Fig. 1. Percy Selden Straus, 1876 –1944. The Museum of Fine Arts, Houston, Archives.

alt text

Fig. 2. Edith Abraham Straus, 1882–1957. The Museum of Fine Arts, Houston, Archives.

The Straus Family and Business

Scion of a wealthy New York merchant family and Harvard educated, Percy S. Straus was a highly successful businessman, generous philanthropist, fine sportsman, and exceptional art connoisseur and collector. He was the second son of Isidor Straus and Ida Straus, born June 24, 1876. Although on his birth certificate his name is given as P. Salomon Straus, he changed his middle name to Selden while still a teenager. Percy belonged to the first generation of his family born in the United States. His father, Isidor, was born in 1845 in Otterberg, a small town near Kaiserslautern in Rhineland-Palatine, Germany; he was nine years old when his mother set out with her four children to join her husband, Lazarus Straus in America. Lazarus Straus, born in 1819 into a Jewish family of grain merchants and landowners, had made his way to Georgia in the aftermath of the revolution of 1848, hoping for a better life. Upon his arrival in 1852, Lazarus started to work as a pushcart peddler, serving the far-flung plantations near the small settlement of Talbotton. He was so successful that he was able to open a store in the town in 1854 and to arrange for his wife and children to emigrate from Germany. His growing business was hard hit by the Civil War and the prognosis of an improvement in the economic situation in the South seemed so uncertain that Lazarus, apparently on the advice of his son Isidor, who had been working from Europe during the war, moved the family to New York in 1865.

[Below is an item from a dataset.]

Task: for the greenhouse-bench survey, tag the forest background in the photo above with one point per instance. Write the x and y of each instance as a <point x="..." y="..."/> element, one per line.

From an early age, Isidor was a remarkably shrewd businessman, who together with his father and his brother Nathan was responsible for the phenomenal success of the family business. In 1874, they rented a 25 x 100-foot space on the bottom floor of the R. H. Macy & Co. department store, where they sold china wares and crockery. By 1888 they were partners in the firm, and in 1895 its ownership was transferred to Isidor and Nathan Straus. In a remarkable American success story—through hard work, thrift, and skill—the Straus family rose within forty-three years from pushcart peddling to owning what would become known as the largest store in the world.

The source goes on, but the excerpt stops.